Goal misgeneralization

ℹ️

This is based on the 2023 AGI Safety Fundamentals curriculum

Even without reward misspecification, the rewards used during training don’t allow us to control how agents generalize to new situations. This week we cover the scenarios in which agents in new situations generalize to behaving in competent yet undesirable ways because of learning the wrong goals from previous training: the problem of goal misgeneralisation.

The first two readings define and characterize goal misgeneralisation (also known as inner misalignment in the alignment field). Note that goal misgeneralisation and inner misalignment are roughly equivalent concepts, even though they are defined in slightly different ways. Goal misgeneralisation is defined in terms of behaviour in novel situations, while inner misalignment is defined in terms of the representations learned during training.

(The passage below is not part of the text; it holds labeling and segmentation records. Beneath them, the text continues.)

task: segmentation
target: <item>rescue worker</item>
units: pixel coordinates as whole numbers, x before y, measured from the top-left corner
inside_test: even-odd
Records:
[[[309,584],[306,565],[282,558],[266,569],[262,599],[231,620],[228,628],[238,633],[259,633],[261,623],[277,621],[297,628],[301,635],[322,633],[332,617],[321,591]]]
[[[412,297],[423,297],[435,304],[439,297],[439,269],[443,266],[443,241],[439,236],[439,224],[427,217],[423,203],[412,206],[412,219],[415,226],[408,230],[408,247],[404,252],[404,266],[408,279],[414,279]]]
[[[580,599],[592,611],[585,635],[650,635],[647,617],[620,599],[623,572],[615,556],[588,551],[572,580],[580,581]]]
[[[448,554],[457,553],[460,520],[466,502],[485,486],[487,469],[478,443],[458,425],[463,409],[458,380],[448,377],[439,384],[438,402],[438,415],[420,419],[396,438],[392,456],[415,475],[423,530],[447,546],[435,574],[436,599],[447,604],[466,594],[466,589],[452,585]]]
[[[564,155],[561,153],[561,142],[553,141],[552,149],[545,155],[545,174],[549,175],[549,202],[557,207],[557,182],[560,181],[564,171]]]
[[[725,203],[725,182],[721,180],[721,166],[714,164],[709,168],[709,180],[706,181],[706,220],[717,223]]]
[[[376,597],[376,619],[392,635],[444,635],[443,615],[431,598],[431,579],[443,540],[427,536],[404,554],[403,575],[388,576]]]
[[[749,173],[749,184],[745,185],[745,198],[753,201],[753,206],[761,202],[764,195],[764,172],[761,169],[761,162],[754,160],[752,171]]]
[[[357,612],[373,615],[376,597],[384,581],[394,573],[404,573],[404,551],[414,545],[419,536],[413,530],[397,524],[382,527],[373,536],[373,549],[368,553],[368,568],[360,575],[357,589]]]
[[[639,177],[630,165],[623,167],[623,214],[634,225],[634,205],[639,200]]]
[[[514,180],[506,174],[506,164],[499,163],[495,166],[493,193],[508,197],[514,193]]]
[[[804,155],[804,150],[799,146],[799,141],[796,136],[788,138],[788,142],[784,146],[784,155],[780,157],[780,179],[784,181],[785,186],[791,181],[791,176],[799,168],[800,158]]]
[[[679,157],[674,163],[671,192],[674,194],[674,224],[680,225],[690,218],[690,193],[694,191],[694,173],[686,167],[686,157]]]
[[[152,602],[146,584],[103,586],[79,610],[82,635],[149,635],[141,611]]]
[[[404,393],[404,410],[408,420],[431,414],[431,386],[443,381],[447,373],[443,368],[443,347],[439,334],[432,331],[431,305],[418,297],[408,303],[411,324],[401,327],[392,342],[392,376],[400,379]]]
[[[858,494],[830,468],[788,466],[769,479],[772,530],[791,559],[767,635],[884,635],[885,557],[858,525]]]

The following two readings explore specific hypotheses about how agents which have learned the wrong goals will behave: deceptively gaining high reward, and seeking power on a larger scale. We then finish with two readings on how these behaviours could lead to catastrophe.

Core readings:

🔗

Goal Misgeneralisation: Why Correct Specifications Aren’t Enough For Correct Goals (Shah, 2022): both the blog post (10 mins) and sections 1-4 of the full paper (30 mins) 1. Shah et al. argue that even an agent trained on the 'right' reward function might learn goals which generalize in undesirable ways and provide both concrete and hypothetical illustrations of the phenomenon. Read the paper to get a deeper sense of Shah et al.'s experiments and why they did them. In particular, this paper provides an empirical demonstration that an agent's learned goals can differ from those we expect them to have from our training setup and initially observed behaviour in test environments. This is distinct from standard “capabilities misgeneralization” because the agent can still competently pursue its objective in the test environment. The agent nonetheless scores low reward in the test environment because its learned objective diverges from the one we trained it on.

🔗

For those with little ML experience:

The other alignment problem: mesa-optimisers and inner alignment (Miles, 2021) (starting from 2:27) (25 mins)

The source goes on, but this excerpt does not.